Yesterday I reported on the Epsilon email address breachand discussed "phishing"... Who falls for such things you may have asked...

 

Condé Nast does. In case you don't know who they are, they publish Vogue, GQ, Glamour and about 20 more very popular magazines. There is a very witty article written in Forbes about this "breach" that manages to use the various Condé Nast publication names throughout the article.

 

When you are a rookie DA or if the facts are just so clear that you don't want to screw up the trial by being "creative" you ask the most simple of all trial questions, "what happened next" ... so following that tradition:

 

What happened next?

This guy in Texas sent an email to Condé Nast requesting that future payments for printing of their magazines should now be sent to BBVA Compass Bank with routing/account number: XXXXXX-XXXXXXX. This gentleman had opened an account at the Alvin, Texas branch of that bank under the name "Quad Graphs". The real printers' company name is Quad/Graphics and is located in Wisconsin.

 

What happened next?

Condé Nast follows the instructions on the email, fills out the necessary forms to facilitate payment to the new account and over the next 44 days (Nov 17 - Dec 20) transferred $7,969.330.02 to this bank in Alvin, Texas. THAT WAS ALMOST EIGHT MILLION DOLLARS FOLKS.

 

What happened next?

On or about December 30th someone over at the real printer, Quad/Graphics, realized "hey, where's our money?" and contacted the brain surgeons and rocket scientists over at Condé Nast.

 

What happened next?

Not wanting to be outdone by the brilliance of the accounting department at Condé Nast, our "villain" in the story has his own moment of brilliance. The cash is in the "Quad Graphs" (his) account, which is in his home town, but he fails to get away. How do you not have an exit strategy when you are stealing EIGHT MILLION DOLLARS? The guy apparently transferred $84K into an account in his own name, just to make it that much easier to name him.

You can't make this stuff up... Sir, you just made off with almost eight million dollars, what do you want to do now?

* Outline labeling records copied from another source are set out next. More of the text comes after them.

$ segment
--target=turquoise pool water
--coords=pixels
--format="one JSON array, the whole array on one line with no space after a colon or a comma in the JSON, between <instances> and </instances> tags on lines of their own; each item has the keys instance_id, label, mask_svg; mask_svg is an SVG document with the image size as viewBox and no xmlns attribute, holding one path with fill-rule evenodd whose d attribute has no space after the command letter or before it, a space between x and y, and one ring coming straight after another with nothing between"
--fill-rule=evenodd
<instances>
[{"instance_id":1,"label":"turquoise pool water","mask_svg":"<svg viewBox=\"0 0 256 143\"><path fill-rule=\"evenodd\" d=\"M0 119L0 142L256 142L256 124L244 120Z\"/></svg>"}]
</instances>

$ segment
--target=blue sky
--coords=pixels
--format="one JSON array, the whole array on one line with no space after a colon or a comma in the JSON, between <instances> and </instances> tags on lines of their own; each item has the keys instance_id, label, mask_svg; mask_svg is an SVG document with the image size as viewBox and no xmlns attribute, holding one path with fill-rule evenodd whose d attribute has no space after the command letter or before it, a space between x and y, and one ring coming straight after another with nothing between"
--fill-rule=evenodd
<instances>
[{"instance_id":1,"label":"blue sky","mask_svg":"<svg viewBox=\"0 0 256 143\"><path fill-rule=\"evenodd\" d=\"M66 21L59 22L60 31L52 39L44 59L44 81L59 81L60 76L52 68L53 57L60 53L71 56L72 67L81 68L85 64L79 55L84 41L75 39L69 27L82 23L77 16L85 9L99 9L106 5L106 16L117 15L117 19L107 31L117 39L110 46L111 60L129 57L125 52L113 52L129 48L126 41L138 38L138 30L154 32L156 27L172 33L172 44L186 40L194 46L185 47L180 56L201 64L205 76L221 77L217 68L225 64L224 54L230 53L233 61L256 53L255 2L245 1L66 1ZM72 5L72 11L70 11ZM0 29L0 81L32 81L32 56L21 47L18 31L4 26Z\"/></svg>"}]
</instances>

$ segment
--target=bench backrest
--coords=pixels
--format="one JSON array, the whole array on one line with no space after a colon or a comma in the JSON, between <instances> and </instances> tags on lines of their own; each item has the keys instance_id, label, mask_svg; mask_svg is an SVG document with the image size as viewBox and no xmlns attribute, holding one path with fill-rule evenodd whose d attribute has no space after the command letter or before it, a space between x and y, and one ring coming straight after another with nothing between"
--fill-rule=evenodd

Disney World? No, you go to a country without an extradition treaty with the United States. You have that money hidden in a private bank somewhere - trust me, for the right fee you can hide almost anything, especially money.

 

What happened next?

Condé Nast contacted those good folks over at US Secret Service who in short order had the money all nice and tidy and frozen solid. (well except for, by my math, about $51,662 which appears to not be accounted for in the complaint filed in court )

 

 

I am an honest fella, but if you were to offer me a challenge... can I get EIGHT MILLION DOLLARS and myself out of the country and out of reach of law enforcement with a 44 day head start? I am most certainly sure that the only thing you'd find of mine would be old clothes and a whole lot of rumors about where I went.

 

This whole thing started with a targeted e-mail (spear phishing), became a theft of $8mil and luckily came to an end quickly. In order for this to have happened the way it did you need only a few people who "just can't be bothered with details", on both sides.

 

**Remember, I did not name the gentleman involved, but you should know that he has not been charged with a crime and if/when he is, he is presumed innocent until found guilty in a court of law.

** As for Condé Nast - they are so lucky to get that money back, they should give the guy a finders fee for "finding a hole in their operation."